Methods: This was a retrospective study on the use of misoprostol treatment for first trimester–missed miscarriage. During the period from 1 January 2009 to 31 December 2009, misoprostol (800 μg vaginally) was given as primary treatment to 198 cases in Tuen Mun Hospital, Hong Kong. Of these, 13 patients were excluded because they defaulted follow-up or were twin pregnancy miscarriages. Thus, outcomes of the remaining 185 cases were analysed.
Results: In 2009, of the patients diagnosed with first trimester–missed miscarriage in Tuen Mun Hospital, 65% (n=198) received vaginal misoprostol as the principal treatment, of whom 13 were excluded; 70% (n=129) of the remaining 185 patients achieved complete evacuation after an 800-μg single vaginal dose of misoprostol, while another 3% (n=5) achieved complete evacuation after a repeated dose (600 μg orally). In total, 72% (n=134) had successful medical treatment. Having a previous miscarriage (odds ratio=0.64, p=0.001) was the only factor having a significant negative influence on the success of the vaginal misoprostol treatment. The miscarriage status (embryonic miscarriage instead of fetal demise) and a report of tissue mass passage within 24 hours increased the chance of successful medical evacuation (odds ratio=1.24, p=0.584 and odds ratio=1.44, p=0.292, respectively), although the results were not significant. Approximately 4% (n=7) received antibiotic treatment for suspected infection, while 2% (n=4) had positive culture results confirming infection. No patient suffered any major consequence. The infection rate was comparable to reports from other studies on medical treatment of early miscarriages.
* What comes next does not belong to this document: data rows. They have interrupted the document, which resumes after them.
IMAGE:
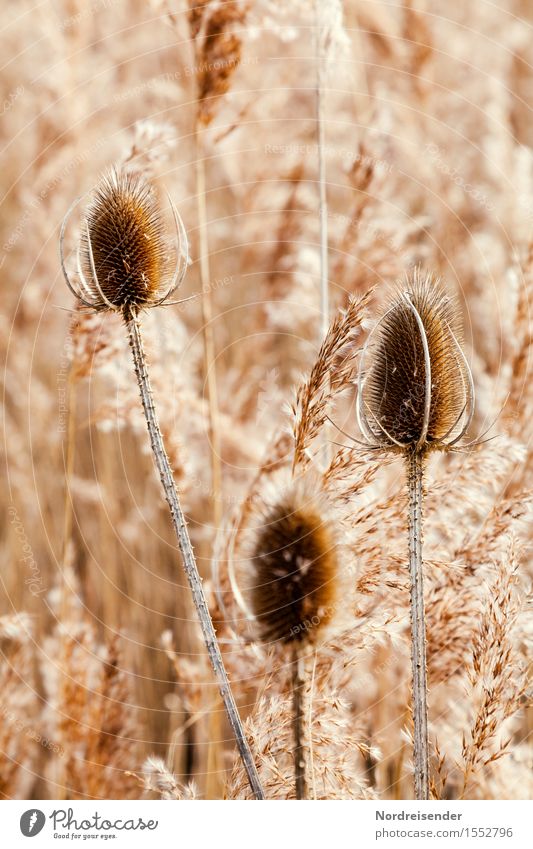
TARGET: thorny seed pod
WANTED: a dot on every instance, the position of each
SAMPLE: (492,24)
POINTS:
(122,256)
(295,569)
(416,392)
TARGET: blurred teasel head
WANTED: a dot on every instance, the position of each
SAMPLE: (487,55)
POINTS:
(294,560)
(123,258)
(415,388)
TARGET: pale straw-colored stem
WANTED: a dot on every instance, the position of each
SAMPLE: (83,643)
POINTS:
(207,331)
(322,194)
(298,684)
(189,561)
(418,627)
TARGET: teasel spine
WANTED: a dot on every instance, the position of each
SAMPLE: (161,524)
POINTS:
(294,597)
(132,193)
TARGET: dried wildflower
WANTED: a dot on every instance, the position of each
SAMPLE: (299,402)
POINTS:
(417,392)
(122,255)
(122,244)
(220,52)
(294,591)
(416,395)
(295,567)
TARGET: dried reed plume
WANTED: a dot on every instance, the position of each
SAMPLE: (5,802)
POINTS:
(121,262)
(415,396)
(294,592)
(217,52)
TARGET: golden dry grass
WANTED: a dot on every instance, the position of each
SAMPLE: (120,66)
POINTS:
(105,686)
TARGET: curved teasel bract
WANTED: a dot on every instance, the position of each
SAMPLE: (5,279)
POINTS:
(121,260)
(415,387)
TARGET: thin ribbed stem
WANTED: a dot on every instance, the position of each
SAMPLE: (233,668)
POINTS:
(418,627)
(298,683)
(322,188)
(207,331)
(189,562)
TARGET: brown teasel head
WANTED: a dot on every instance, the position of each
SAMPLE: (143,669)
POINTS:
(415,389)
(294,562)
(123,257)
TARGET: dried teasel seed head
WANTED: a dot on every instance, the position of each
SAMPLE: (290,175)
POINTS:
(415,389)
(123,257)
(294,562)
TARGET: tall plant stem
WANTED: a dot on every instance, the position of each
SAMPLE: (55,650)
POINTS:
(322,188)
(418,627)
(207,329)
(298,683)
(189,562)
(320,118)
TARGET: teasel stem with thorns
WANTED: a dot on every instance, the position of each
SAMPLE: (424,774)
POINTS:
(416,395)
(122,267)
(293,596)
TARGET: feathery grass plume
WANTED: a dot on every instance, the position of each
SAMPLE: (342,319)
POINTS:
(416,395)
(293,596)
(121,264)
(217,53)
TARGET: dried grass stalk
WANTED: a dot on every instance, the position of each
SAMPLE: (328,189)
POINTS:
(416,395)
(122,270)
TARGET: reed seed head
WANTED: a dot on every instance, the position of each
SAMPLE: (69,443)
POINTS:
(123,258)
(415,390)
(295,569)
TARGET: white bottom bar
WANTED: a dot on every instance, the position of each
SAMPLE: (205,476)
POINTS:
(282,825)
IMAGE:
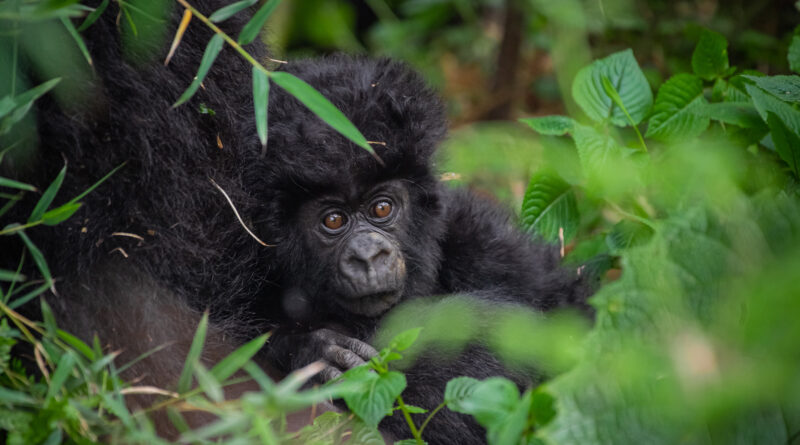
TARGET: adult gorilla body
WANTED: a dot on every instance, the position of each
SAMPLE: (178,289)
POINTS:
(323,287)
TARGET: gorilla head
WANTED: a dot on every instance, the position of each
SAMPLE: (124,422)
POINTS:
(360,234)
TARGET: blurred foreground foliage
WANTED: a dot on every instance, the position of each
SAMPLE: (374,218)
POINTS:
(683,205)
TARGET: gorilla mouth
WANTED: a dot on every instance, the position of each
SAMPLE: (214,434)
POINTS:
(373,304)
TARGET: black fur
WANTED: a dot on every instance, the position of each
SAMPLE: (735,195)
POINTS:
(195,255)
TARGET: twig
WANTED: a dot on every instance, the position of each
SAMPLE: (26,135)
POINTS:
(236,212)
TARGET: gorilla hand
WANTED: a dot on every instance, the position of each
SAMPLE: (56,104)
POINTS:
(338,351)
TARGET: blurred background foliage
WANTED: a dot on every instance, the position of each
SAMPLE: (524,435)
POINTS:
(497,60)
(694,243)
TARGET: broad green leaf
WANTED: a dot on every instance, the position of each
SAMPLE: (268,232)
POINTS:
(193,357)
(742,114)
(673,115)
(624,74)
(377,396)
(549,205)
(93,16)
(405,339)
(320,106)
(226,12)
(210,54)
(794,54)
(595,149)
(550,125)
(77,38)
(238,358)
(60,214)
(510,428)
(62,372)
(76,343)
(10,275)
(48,196)
(415,409)
(489,401)
(38,257)
(787,142)
(260,103)
(25,99)
(765,103)
(253,27)
(5,182)
(785,88)
(710,57)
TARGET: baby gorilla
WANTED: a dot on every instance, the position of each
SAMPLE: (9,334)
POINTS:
(356,236)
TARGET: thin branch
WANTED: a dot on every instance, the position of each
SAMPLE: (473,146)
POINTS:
(236,212)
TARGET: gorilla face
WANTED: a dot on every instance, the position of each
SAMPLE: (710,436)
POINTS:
(357,238)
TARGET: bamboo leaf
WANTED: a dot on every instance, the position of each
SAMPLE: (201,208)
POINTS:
(210,54)
(320,106)
(48,196)
(253,27)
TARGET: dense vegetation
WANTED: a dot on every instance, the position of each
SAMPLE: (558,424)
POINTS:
(683,204)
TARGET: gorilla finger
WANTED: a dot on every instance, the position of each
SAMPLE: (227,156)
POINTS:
(330,373)
(364,350)
(342,357)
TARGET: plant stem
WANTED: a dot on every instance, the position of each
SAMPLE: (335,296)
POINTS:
(233,43)
(417,435)
(430,416)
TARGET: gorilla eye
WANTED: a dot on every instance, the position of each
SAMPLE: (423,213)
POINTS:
(382,209)
(334,221)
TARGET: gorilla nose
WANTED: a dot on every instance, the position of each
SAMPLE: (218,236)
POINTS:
(369,262)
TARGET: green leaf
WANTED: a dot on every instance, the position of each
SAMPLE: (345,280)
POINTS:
(489,401)
(38,257)
(785,88)
(208,383)
(320,106)
(48,196)
(76,343)
(765,103)
(193,357)
(787,142)
(91,18)
(60,214)
(377,396)
(61,374)
(710,57)
(238,358)
(5,182)
(794,54)
(210,54)
(742,114)
(96,184)
(253,27)
(226,12)
(549,205)
(10,275)
(415,409)
(673,115)
(77,38)
(260,103)
(542,407)
(11,397)
(550,125)
(405,339)
(624,74)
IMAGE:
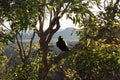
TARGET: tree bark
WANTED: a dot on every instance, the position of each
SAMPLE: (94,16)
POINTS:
(44,71)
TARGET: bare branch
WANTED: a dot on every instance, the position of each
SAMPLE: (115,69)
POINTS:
(21,42)
(20,51)
(31,41)
(53,30)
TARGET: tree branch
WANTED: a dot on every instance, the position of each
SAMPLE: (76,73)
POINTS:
(31,41)
(53,30)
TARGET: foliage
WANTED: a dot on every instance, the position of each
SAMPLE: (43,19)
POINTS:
(95,57)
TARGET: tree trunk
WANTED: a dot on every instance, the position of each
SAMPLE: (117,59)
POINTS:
(44,71)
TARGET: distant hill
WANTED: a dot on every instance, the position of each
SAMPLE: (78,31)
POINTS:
(67,34)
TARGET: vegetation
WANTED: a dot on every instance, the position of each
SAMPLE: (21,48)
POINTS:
(95,57)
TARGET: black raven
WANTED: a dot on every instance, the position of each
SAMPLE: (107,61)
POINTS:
(61,44)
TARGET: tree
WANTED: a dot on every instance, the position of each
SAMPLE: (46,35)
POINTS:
(98,48)
(24,15)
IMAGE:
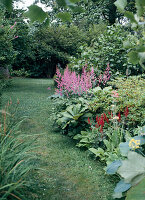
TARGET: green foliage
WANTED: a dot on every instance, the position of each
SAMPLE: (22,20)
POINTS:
(137,51)
(87,138)
(65,16)
(73,117)
(102,99)
(131,93)
(106,48)
(17,157)
(8,4)
(35,13)
(136,191)
(20,73)
(7,35)
(46,47)
(132,169)
(110,152)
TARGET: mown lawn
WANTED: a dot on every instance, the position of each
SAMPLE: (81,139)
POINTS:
(68,172)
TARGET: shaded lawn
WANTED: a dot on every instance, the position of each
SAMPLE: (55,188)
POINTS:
(69,173)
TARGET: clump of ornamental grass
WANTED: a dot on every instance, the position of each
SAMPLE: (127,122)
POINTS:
(71,83)
(17,157)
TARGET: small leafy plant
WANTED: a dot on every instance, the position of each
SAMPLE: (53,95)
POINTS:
(17,157)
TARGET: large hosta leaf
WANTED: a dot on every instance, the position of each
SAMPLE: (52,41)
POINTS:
(121,4)
(122,187)
(137,192)
(64,16)
(35,13)
(113,167)
(8,4)
(133,169)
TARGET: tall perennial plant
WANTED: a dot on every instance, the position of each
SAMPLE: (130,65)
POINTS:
(70,83)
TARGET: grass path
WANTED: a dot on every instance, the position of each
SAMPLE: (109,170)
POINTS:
(69,173)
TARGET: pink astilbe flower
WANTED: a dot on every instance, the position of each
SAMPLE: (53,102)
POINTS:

Conclusion: Our data support the use of 800-μg misoprostol (via the vaginal route) as effective management for first trimester–missed miscarriage. Further evaluation of this approach is needed to assess patient acceptability, and use of repeated doses to achieve more effective results. The complication rate (localised infection, systemic sepsis, significant haemorrhage treated by emergency uterine curettage or blood transfusion) was low.